In a throwback to traditional miniature art, two contemporary artists exhibited their recent works at the Jharoka Art Gallery on Tuesday.
Tallat Fatima explores the intricate design of the universe in all its glory. “My work includes diverse landscapes,” she said, adding that it is actually dots, dashes and other symbolic techniques that enable her to trace minute patterns.
Her work on display focuses on images of sunflowers, the intricacies of motifs within as well as sea shells which are a source of life according to the artist. She has also drawn a candid black-and-white portrait of her daughter Hafsa, who is playing guitar by the serene Rawal Lake.

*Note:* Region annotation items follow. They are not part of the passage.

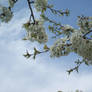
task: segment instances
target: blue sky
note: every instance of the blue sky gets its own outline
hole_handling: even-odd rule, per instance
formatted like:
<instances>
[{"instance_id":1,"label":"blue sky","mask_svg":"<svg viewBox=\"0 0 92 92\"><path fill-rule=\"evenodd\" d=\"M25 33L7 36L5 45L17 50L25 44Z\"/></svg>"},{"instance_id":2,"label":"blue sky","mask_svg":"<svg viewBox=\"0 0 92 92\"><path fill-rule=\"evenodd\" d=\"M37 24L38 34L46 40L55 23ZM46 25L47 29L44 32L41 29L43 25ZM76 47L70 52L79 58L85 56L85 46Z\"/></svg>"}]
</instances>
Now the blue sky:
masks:
<instances>
[{"instance_id":1,"label":"blue sky","mask_svg":"<svg viewBox=\"0 0 92 92\"><path fill-rule=\"evenodd\" d=\"M1 0L5 4L7 0ZM24 2L23 2L24 1ZM19 1L14 8L15 16L8 23L0 24L0 92L71 92L80 89L92 92L92 66L82 65L80 72L70 76L66 70L74 67L75 54L51 59L49 53L37 56L36 60L25 59L26 49L40 48L38 43L22 41L25 35L21 27L28 20L26 0ZM69 17L62 17L64 24L77 28L77 16L91 16L92 0L50 0L58 9L69 8ZM20 9L19 9L20 8ZM35 10L34 10L35 11ZM38 17L35 11L35 17ZM51 43L48 43L51 44Z\"/></svg>"}]
</instances>

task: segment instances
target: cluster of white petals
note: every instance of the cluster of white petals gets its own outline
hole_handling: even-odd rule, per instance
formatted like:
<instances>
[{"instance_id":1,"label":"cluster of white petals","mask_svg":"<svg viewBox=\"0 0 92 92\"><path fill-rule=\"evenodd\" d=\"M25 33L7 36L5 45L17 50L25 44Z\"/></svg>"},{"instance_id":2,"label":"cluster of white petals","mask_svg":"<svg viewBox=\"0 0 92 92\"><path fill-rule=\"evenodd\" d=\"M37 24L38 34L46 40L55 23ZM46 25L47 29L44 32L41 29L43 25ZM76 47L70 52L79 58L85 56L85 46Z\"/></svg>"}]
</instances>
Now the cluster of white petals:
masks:
<instances>
[{"instance_id":1,"label":"cluster of white petals","mask_svg":"<svg viewBox=\"0 0 92 92\"><path fill-rule=\"evenodd\" d=\"M37 41L39 43L46 43L48 41L48 36L45 32L45 28L40 21L35 24L24 24L24 28L27 30L27 40Z\"/></svg>"},{"instance_id":2,"label":"cluster of white petals","mask_svg":"<svg viewBox=\"0 0 92 92\"><path fill-rule=\"evenodd\" d=\"M13 13L7 7L0 7L0 20L2 22L9 22L13 17Z\"/></svg>"},{"instance_id":3,"label":"cluster of white petals","mask_svg":"<svg viewBox=\"0 0 92 92\"><path fill-rule=\"evenodd\" d=\"M88 63L92 63L92 40L84 39L77 31L72 34L71 42L73 51L86 59Z\"/></svg>"},{"instance_id":4,"label":"cluster of white petals","mask_svg":"<svg viewBox=\"0 0 92 92\"><path fill-rule=\"evenodd\" d=\"M10 7L13 7L16 0L8 0Z\"/></svg>"},{"instance_id":5,"label":"cluster of white petals","mask_svg":"<svg viewBox=\"0 0 92 92\"><path fill-rule=\"evenodd\" d=\"M37 11L46 10L48 0L35 0L35 8Z\"/></svg>"},{"instance_id":6,"label":"cluster of white petals","mask_svg":"<svg viewBox=\"0 0 92 92\"><path fill-rule=\"evenodd\" d=\"M67 39L58 39L50 48L51 57L60 57L68 55L71 47L66 43Z\"/></svg>"},{"instance_id":7,"label":"cluster of white petals","mask_svg":"<svg viewBox=\"0 0 92 92\"><path fill-rule=\"evenodd\" d=\"M74 28L70 25L64 25L61 29L63 30L62 33L65 35L70 35L74 32Z\"/></svg>"}]
</instances>

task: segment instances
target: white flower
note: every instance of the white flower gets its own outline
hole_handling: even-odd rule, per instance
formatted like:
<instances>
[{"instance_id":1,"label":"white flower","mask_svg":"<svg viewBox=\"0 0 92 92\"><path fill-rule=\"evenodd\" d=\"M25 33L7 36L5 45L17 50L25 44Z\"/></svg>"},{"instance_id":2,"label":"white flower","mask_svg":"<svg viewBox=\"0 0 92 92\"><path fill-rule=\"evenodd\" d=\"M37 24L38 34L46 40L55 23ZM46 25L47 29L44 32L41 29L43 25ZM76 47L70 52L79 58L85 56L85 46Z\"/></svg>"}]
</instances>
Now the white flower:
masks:
<instances>
[{"instance_id":1,"label":"white flower","mask_svg":"<svg viewBox=\"0 0 92 92\"><path fill-rule=\"evenodd\" d=\"M53 46L50 48L51 57L60 57L68 55L71 52L71 47L63 42L62 39L58 39Z\"/></svg>"},{"instance_id":2,"label":"white flower","mask_svg":"<svg viewBox=\"0 0 92 92\"><path fill-rule=\"evenodd\" d=\"M15 0L8 0L10 7L13 7L15 4Z\"/></svg>"},{"instance_id":3,"label":"white flower","mask_svg":"<svg viewBox=\"0 0 92 92\"><path fill-rule=\"evenodd\" d=\"M12 17L13 17L13 13L11 12L11 10L9 8L6 7L1 7L1 14L0 14L0 19L2 22L9 22Z\"/></svg>"},{"instance_id":4,"label":"white flower","mask_svg":"<svg viewBox=\"0 0 92 92\"><path fill-rule=\"evenodd\" d=\"M74 28L70 25L64 25L61 29L63 30L62 33L65 35L70 35L74 32Z\"/></svg>"}]
</instances>

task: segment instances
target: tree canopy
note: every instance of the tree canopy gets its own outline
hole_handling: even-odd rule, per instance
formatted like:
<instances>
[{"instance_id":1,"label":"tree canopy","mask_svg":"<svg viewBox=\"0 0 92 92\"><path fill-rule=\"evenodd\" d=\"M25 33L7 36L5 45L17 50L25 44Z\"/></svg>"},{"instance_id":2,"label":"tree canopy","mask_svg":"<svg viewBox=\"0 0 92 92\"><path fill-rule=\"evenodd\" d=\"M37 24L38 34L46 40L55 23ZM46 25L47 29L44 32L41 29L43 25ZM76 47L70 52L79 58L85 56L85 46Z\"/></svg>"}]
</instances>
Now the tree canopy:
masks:
<instances>
[{"instance_id":1,"label":"tree canopy","mask_svg":"<svg viewBox=\"0 0 92 92\"><path fill-rule=\"evenodd\" d=\"M13 8L19 0L8 0L7 6L0 5L0 22L8 23L11 21L13 14ZM70 74L72 71L77 71L82 63L86 65L92 65L92 17L91 16L78 16L78 29L70 26L69 24L62 24L59 21L51 19L47 13L60 17L69 16L69 9L57 10L54 5L49 4L48 0L26 0L27 6L30 10L29 20L23 24L23 28L26 31L26 37L23 40L30 40L31 42L38 42L44 44L43 51L34 48L34 53L29 51L24 54L26 58L33 57L34 59L38 54L50 52L51 58L58 58L61 56L68 56L71 52L74 52L82 57L75 61L76 66L67 72ZM22 2L22 0L21 0ZM34 16L33 8L40 13L39 19ZM48 40L48 34L45 30L45 22L48 22L48 30L53 33L52 39L56 41L50 47L46 45Z\"/></svg>"}]
</instances>

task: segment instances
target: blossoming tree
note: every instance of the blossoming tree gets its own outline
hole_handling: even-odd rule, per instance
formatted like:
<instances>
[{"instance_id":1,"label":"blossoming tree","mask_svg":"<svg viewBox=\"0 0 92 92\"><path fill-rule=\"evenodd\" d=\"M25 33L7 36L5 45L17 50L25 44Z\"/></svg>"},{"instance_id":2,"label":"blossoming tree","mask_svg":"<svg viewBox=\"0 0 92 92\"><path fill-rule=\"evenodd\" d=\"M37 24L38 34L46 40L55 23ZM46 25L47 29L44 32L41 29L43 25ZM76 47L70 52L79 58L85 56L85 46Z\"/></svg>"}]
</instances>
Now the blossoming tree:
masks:
<instances>
[{"instance_id":1,"label":"blossoming tree","mask_svg":"<svg viewBox=\"0 0 92 92\"><path fill-rule=\"evenodd\" d=\"M19 0L8 0L8 6L0 5L0 22L8 23L13 17L13 8ZM53 5L48 4L48 0L26 0L30 10L29 20L23 24L23 28L26 31L26 37L23 40L30 40L32 42L37 41L40 44L44 44L43 51L39 51L34 48L34 53L28 51L24 56L26 58L35 57L38 54L50 52L50 57L67 56L69 53L74 52L82 57L82 60L76 60L76 67L68 70L70 74L76 70L78 72L79 66L82 63L86 65L92 65L92 17L78 16L78 29L73 28L70 25L61 24L46 16L46 12L58 15L58 17L68 16L69 10L57 10ZM22 2L22 0L21 0ZM34 16L35 8L40 12L39 19ZM46 42L48 41L48 35L46 33L44 23L49 22L48 30L55 36L56 42L48 47ZM57 37L60 37L57 39ZM62 38L61 38L62 37ZM50 40L50 39L49 39Z\"/></svg>"}]
</instances>

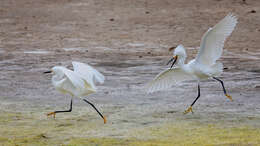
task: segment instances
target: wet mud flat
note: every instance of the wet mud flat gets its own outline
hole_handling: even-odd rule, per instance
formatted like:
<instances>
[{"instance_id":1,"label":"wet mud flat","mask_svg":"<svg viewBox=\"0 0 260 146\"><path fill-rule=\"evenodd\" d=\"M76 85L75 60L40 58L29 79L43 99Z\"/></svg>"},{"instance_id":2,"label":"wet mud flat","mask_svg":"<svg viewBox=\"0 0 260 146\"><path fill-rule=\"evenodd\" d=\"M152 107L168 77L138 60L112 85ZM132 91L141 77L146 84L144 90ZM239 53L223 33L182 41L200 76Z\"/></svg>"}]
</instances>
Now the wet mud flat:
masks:
<instances>
[{"instance_id":1,"label":"wet mud flat","mask_svg":"<svg viewBox=\"0 0 260 146\"><path fill-rule=\"evenodd\" d=\"M0 145L260 145L259 7L249 0L2 0ZM169 47L183 44L192 59L203 33L231 11L239 23L225 44L220 78L233 102L214 80L201 83L194 114L183 111L197 95L196 82L143 91L167 68ZM107 124L79 99L72 113L46 116L67 109L71 97L43 72L72 69L73 60L106 76L86 98Z\"/></svg>"}]
</instances>

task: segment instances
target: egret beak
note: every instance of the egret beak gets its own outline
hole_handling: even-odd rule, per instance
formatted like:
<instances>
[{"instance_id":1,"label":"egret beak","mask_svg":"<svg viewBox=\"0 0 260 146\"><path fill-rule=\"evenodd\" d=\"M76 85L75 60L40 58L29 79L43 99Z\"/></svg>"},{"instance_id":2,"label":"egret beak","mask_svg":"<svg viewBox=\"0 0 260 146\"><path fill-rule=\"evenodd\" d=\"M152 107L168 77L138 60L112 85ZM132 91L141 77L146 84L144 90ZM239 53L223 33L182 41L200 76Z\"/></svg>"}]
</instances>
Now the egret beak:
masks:
<instances>
[{"instance_id":1,"label":"egret beak","mask_svg":"<svg viewBox=\"0 0 260 146\"><path fill-rule=\"evenodd\" d=\"M49 73L52 73L52 71L50 70L50 71L45 71L45 72L43 72L44 74L49 74Z\"/></svg>"},{"instance_id":2,"label":"egret beak","mask_svg":"<svg viewBox=\"0 0 260 146\"><path fill-rule=\"evenodd\" d=\"M173 62L172 62L172 65L171 65L171 68L172 68L173 65L176 63L177 59L178 59L178 56L177 56L177 55L176 55L176 56L173 56L173 58L170 59L166 65L168 65L169 63L171 63L171 62L173 61Z\"/></svg>"}]
</instances>

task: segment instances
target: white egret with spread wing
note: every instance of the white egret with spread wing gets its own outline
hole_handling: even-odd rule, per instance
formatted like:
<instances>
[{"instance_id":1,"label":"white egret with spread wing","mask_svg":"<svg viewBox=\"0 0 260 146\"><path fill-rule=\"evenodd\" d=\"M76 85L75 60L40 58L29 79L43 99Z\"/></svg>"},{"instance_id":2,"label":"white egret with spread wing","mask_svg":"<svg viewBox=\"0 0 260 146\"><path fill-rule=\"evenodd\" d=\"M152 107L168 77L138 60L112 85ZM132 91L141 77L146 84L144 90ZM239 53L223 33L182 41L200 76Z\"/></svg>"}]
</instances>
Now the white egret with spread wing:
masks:
<instances>
[{"instance_id":1,"label":"white egret with spread wing","mask_svg":"<svg viewBox=\"0 0 260 146\"><path fill-rule=\"evenodd\" d=\"M198 81L198 96L184 112L192 112L192 106L200 97L200 81L204 79L215 79L222 85L224 94L232 101L232 97L227 94L223 81L219 76L223 71L223 65L217 61L222 54L224 42L226 38L232 33L237 24L237 17L228 14L213 28L209 28L203 35L200 43L199 52L195 59L185 64L187 57L185 48L179 45L173 52L173 58L168 62L172 62L169 69L159 73L147 86L147 92L155 92L162 89L167 89L175 83L186 80ZM173 65L176 65L173 67Z\"/></svg>"},{"instance_id":2,"label":"white egret with spread wing","mask_svg":"<svg viewBox=\"0 0 260 146\"><path fill-rule=\"evenodd\" d=\"M55 66L51 69L51 71L46 71L44 73L54 73L52 77L52 84L58 91L63 94L69 94L72 97L75 96L81 98L83 101L90 104L103 118L104 123L106 123L106 118L98 111L94 104L83 98L84 96L95 93L97 91L95 83L103 83L105 77L96 69L87 64L74 61L72 62L72 65L74 71L69 70L63 66ZM47 115L53 115L55 118L56 113L71 111L72 99L69 110L54 111L48 113Z\"/></svg>"}]
</instances>

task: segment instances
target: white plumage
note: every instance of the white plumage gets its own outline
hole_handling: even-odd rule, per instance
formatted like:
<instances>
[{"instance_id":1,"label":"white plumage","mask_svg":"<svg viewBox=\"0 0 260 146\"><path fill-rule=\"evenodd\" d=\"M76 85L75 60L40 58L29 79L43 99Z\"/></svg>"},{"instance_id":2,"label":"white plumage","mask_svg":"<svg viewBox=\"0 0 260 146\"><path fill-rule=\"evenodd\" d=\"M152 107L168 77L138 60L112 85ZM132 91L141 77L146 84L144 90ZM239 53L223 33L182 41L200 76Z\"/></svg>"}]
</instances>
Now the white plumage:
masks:
<instances>
[{"instance_id":1,"label":"white plumage","mask_svg":"<svg viewBox=\"0 0 260 146\"><path fill-rule=\"evenodd\" d=\"M62 93L69 93L72 96L84 97L97 91L95 82L103 83L105 77L91 66L72 62L74 71L63 66L52 68L53 86Z\"/></svg>"},{"instance_id":2,"label":"white plumage","mask_svg":"<svg viewBox=\"0 0 260 146\"><path fill-rule=\"evenodd\" d=\"M237 24L236 16L228 14L213 28L209 28L203 35L200 48L195 59L185 64L186 51L182 45L175 48L173 55L176 66L166 69L155 77L147 86L148 93L167 89L177 82L197 80L198 82L210 77L219 76L223 65L217 60L221 57L226 38L232 33ZM221 80L216 79L224 85ZM231 99L231 96L227 95Z\"/></svg>"},{"instance_id":3,"label":"white plumage","mask_svg":"<svg viewBox=\"0 0 260 146\"><path fill-rule=\"evenodd\" d=\"M63 94L70 94L73 97L75 96L81 98L90 104L104 119L104 123L106 123L106 118L98 111L94 104L89 102L87 99L84 99L84 96L97 91L95 83L104 83L105 77L96 69L87 64L74 61L72 62L72 65L74 71L69 70L63 66L55 66L51 69L51 71L47 71L45 73L54 73L52 77L52 84L58 91ZM69 110L54 111L48 113L47 115L53 115L55 117L56 113L71 111L72 99Z\"/></svg>"}]
</instances>

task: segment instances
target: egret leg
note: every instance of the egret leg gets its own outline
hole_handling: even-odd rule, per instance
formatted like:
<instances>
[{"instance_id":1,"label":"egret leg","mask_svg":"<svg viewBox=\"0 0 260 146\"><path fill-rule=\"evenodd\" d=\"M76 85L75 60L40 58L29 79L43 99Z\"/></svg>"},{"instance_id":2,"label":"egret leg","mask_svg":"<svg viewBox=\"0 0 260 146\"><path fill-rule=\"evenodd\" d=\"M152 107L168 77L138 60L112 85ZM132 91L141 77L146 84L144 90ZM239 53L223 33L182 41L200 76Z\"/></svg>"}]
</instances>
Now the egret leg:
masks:
<instances>
[{"instance_id":1,"label":"egret leg","mask_svg":"<svg viewBox=\"0 0 260 146\"><path fill-rule=\"evenodd\" d=\"M56 113L65 113L65 112L71 112L71 111L72 111L72 99L71 99L71 102L70 102L70 109L69 110L50 112L50 113L47 114L47 116L53 115L53 117L55 118Z\"/></svg>"},{"instance_id":2,"label":"egret leg","mask_svg":"<svg viewBox=\"0 0 260 146\"><path fill-rule=\"evenodd\" d=\"M189 113L189 112L192 112L192 113L193 113L193 111L192 111L192 106L195 104L195 102L196 102L199 98L200 98L200 84L198 84L198 96L197 96L197 98L192 102L192 104L190 105L190 107L189 107L187 110L184 111L184 114L187 114L187 113Z\"/></svg>"},{"instance_id":3,"label":"egret leg","mask_svg":"<svg viewBox=\"0 0 260 146\"><path fill-rule=\"evenodd\" d=\"M228 99L230 99L231 101L233 101L232 97L227 94L227 91L226 91L225 86L224 86L224 82L221 81L220 79L216 78L216 77L213 77L213 79L215 79L215 80L217 80L217 81L219 81L219 82L221 83L222 88L223 88L223 91L224 91L224 94L226 95L226 97L227 97Z\"/></svg>"},{"instance_id":4,"label":"egret leg","mask_svg":"<svg viewBox=\"0 0 260 146\"><path fill-rule=\"evenodd\" d=\"M94 104L92 104L91 102L87 101L86 99L83 99L83 100L84 100L86 103L90 104L90 105L98 112L98 114L100 115L100 117L103 118L104 124L106 124L106 122L107 122L106 117L104 117L104 116L98 111L98 109L94 106Z\"/></svg>"}]
</instances>

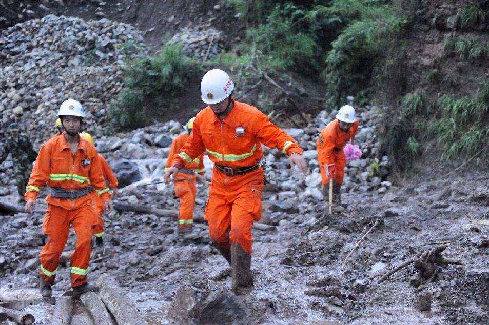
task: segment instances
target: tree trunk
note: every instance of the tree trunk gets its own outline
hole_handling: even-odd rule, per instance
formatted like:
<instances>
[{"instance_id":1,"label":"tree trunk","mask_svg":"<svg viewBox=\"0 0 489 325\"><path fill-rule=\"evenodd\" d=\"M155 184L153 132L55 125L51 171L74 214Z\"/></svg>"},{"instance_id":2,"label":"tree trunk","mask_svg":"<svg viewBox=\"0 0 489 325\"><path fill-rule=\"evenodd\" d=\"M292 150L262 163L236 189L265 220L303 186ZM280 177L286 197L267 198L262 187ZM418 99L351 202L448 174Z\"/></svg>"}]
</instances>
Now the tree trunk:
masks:
<instances>
[{"instance_id":1,"label":"tree trunk","mask_svg":"<svg viewBox=\"0 0 489 325\"><path fill-rule=\"evenodd\" d=\"M73 296L61 296L56 300L51 325L70 325L73 317Z\"/></svg>"},{"instance_id":2,"label":"tree trunk","mask_svg":"<svg viewBox=\"0 0 489 325\"><path fill-rule=\"evenodd\" d=\"M21 325L31 325L34 323L35 320L34 316L30 314L15 309L0 307L0 313L5 313L8 318L15 320L16 323Z\"/></svg>"},{"instance_id":3,"label":"tree trunk","mask_svg":"<svg viewBox=\"0 0 489 325\"><path fill-rule=\"evenodd\" d=\"M115 279L106 274L103 274L97 280L97 286L102 300L115 317L119 325L145 323Z\"/></svg>"},{"instance_id":4,"label":"tree trunk","mask_svg":"<svg viewBox=\"0 0 489 325\"><path fill-rule=\"evenodd\" d=\"M115 325L105 306L96 293L92 291L86 292L80 296L80 300L90 312L95 324Z\"/></svg>"}]
</instances>

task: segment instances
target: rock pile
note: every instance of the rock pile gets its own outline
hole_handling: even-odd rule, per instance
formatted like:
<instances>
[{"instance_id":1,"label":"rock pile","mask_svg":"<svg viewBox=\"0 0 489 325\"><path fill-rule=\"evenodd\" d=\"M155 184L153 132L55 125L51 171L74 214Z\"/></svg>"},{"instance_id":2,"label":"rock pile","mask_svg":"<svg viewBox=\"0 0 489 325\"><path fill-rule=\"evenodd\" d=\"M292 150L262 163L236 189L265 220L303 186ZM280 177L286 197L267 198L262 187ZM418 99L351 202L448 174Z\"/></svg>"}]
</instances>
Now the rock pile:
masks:
<instances>
[{"instance_id":1,"label":"rock pile","mask_svg":"<svg viewBox=\"0 0 489 325\"><path fill-rule=\"evenodd\" d=\"M60 105L69 98L88 109L89 125L102 125L108 103L122 87L123 68L142 39L129 25L53 15L2 31L0 125L17 120L31 126L32 138L45 140Z\"/></svg>"},{"instance_id":2,"label":"rock pile","mask_svg":"<svg viewBox=\"0 0 489 325\"><path fill-rule=\"evenodd\" d=\"M224 47L223 41L220 31L213 28L202 30L196 27L182 29L168 43L182 43L183 51L187 55L205 60L221 53Z\"/></svg>"}]
</instances>

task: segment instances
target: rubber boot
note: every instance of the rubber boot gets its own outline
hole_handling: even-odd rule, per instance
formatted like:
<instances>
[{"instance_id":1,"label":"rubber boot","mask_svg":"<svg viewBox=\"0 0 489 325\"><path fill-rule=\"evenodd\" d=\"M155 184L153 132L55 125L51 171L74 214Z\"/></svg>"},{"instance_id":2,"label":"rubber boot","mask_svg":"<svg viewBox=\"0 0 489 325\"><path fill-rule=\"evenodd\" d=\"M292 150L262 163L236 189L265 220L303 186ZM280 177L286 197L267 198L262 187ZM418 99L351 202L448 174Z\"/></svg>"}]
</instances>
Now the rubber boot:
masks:
<instances>
[{"instance_id":1,"label":"rubber boot","mask_svg":"<svg viewBox=\"0 0 489 325\"><path fill-rule=\"evenodd\" d=\"M348 208L348 205L341 202L341 184L337 182L336 180L334 181L335 182L333 183L333 202L336 205L346 209Z\"/></svg>"},{"instance_id":2,"label":"rubber boot","mask_svg":"<svg viewBox=\"0 0 489 325\"><path fill-rule=\"evenodd\" d=\"M245 252L241 246L231 247L231 275L232 291L236 295L248 293L253 288L251 276L251 254Z\"/></svg>"},{"instance_id":3,"label":"rubber boot","mask_svg":"<svg viewBox=\"0 0 489 325\"><path fill-rule=\"evenodd\" d=\"M215 241L212 241L212 245L219 251L219 253L221 253L221 255L223 256L223 257L226 259L226 260L227 261L227 262L229 263L229 265L231 264L231 250L229 249L224 248L219 243L216 242Z\"/></svg>"},{"instance_id":4,"label":"rubber boot","mask_svg":"<svg viewBox=\"0 0 489 325\"><path fill-rule=\"evenodd\" d=\"M43 297L51 297L53 294L52 289L51 289L52 283L48 283L44 281L44 278L41 276L39 279L39 291L41 295Z\"/></svg>"},{"instance_id":5,"label":"rubber boot","mask_svg":"<svg viewBox=\"0 0 489 325\"><path fill-rule=\"evenodd\" d=\"M97 287L95 286L89 285L88 283L85 283L77 287L74 287L72 288L73 294L75 297L80 296L82 294L89 291L94 291L97 290Z\"/></svg>"}]
</instances>

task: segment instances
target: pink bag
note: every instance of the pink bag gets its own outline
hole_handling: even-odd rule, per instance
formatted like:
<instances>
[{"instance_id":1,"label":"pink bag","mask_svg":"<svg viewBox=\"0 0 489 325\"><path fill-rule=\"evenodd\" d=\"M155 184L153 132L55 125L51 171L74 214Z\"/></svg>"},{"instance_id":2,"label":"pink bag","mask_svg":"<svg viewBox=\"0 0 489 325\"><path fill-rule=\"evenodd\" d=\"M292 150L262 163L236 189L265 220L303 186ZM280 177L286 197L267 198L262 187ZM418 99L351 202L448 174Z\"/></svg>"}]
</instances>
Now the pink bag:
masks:
<instances>
[{"instance_id":1,"label":"pink bag","mask_svg":"<svg viewBox=\"0 0 489 325\"><path fill-rule=\"evenodd\" d=\"M346 161L356 160L362 156L362 152L357 145L348 144L343 149L343 152L346 157Z\"/></svg>"}]
</instances>

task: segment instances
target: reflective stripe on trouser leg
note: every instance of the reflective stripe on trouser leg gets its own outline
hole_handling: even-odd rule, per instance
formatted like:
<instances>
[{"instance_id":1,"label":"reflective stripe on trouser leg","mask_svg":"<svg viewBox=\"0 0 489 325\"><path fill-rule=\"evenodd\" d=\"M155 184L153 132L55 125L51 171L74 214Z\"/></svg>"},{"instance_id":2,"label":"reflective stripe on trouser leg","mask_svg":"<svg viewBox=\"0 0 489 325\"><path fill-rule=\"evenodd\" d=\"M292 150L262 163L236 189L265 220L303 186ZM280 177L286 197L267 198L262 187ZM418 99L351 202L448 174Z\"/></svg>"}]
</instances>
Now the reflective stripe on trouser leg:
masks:
<instances>
[{"instance_id":1,"label":"reflective stripe on trouser leg","mask_svg":"<svg viewBox=\"0 0 489 325\"><path fill-rule=\"evenodd\" d=\"M60 257L70 232L69 211L61 207L48 205L43 221L43 231L48 241L40 254L40 273L44 281L52 283L60 263Z\"/></svg>"},{"instance_id":2,"label":"reflective stripe on trouser leg","mask_svg":"<svg viewBox=\"0 0 489 325\"><path fill-rule=\"evenodd\" d=\"M179 227L185 228L191 227L193 224L193 209L195 206L196 176L188 174L179 173L175 179L182 178L190 178L192 180L182 180L174 182L175 195L180 199L179 209Z\"/></svg>"},{"instance_id":3,"label":"reflective stripe on trouser leg","mask_svg":"<svg viewBox=\"0 0 489 325\"><path fill-rule=\"evenodd\" d=\"M88 262L91 249L92 226L96 221L90 205L74 210L71 224L76 234L75 251L71 255L71 286L77 287L87 282Z\"/></svg>"}]
</instances>

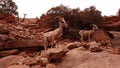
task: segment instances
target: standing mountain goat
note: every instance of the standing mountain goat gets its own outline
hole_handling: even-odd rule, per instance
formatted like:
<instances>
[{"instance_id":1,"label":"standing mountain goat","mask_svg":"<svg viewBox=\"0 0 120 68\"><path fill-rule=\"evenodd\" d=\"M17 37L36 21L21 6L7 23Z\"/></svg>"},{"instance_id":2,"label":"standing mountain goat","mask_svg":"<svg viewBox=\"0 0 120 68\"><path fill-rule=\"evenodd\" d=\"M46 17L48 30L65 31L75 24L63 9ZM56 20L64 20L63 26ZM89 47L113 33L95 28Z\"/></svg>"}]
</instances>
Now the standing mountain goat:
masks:
<instances>
[{"instance_id":1,"label":"standing mountain goat","mask_svg":"<svg viewBox=\"0 0 120 68\"><path fill-rule=\"evenodd\" d=\"M67 23L64 18L59 17L59 27L53 31L46 32L44 34L44 48L47 50L47 46L50 44L53 47L54 42L58 40L63 34L63 27L67 27Z\"/></svg>"},{"instance_id":2,"label":"standing mountain goat","mask_svg":"<svg viewBox=\"0 0 120 68\"><path fill-rule=\"evenodd\" d=\"M84 42L84 38L88 38L88 41L90 41L90 35L95 32L95 30L98 30L99 28L95 24L91 24L92 30L80 30L79 34L81 36L80 40Z\"/></svg>"}]
</instances>

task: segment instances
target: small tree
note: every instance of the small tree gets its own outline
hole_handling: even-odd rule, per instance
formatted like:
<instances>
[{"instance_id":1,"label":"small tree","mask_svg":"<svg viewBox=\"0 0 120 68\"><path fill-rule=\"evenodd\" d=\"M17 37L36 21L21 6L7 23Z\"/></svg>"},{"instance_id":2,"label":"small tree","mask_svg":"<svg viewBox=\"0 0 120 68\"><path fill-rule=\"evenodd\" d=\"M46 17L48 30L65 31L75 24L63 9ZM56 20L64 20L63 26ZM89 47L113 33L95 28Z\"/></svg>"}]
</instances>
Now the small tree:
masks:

Conscientious in the choice of her material, she has incorporated handmade paper in her work. “We use paper but we should not be wasting it,” she said.
Fatima, a gold medalist, holds a Master of Fine Arts from the Fatima Jinnah Women University, Rawalpindi. She has participated in various national and international art exhibitions.
Artist Carol John aims to revive the dying art form through her practice. For instance, in what appears to be the portrait of a monarch from the olden days, she has painted her cousin Joshua to transform the three-dimensional model into a two-dimensional piece of art. Her other pieces showcase an eastern couple in various situations and guises.
“During the British rule, traditional miniature art was replaced with the title of craft, I want to revive the traditional miniature painting and its elegance” said the artist who has been trained by the traditional miniature exponent Ustad Bashir Ahmed. Her work examines the beauty, warmth, rich colour and tranquility, a sort of dystopia which is far removed from the bustle of the modern world. A graduate of the National College of the Arts, Lahore, she is currently teaching at Shaheed Zulfikar Ali Bhutto Institute of Science and Technology. She recalled being inspired by her mentor RM Naeem back in sophomore year at college. “He said we are here to learn not to do what we already know,” she recalled. “And that was for a defining moment for me as a miniature artist,” she added.
“Very few miniature artists are working on miniature these days so it is a pleasure for me to unveil these pieces. Whereas in Tallat’s work we find symbolism, Carol has depicted the themes of romanticism with finesse and intricacy,” said Nahida Raza, the gallery curator and director.
Shehlla Moazzam, an artist and visitor at the gallery, commended the juxtaposition of contemporary ideas with the traditional art form, which she dubbed as innovative.
The current exhibition that was inaugurated by Arif Masoud will continue at the gallery till April 5.
Published in The Express Tribune, March 26th, 2014.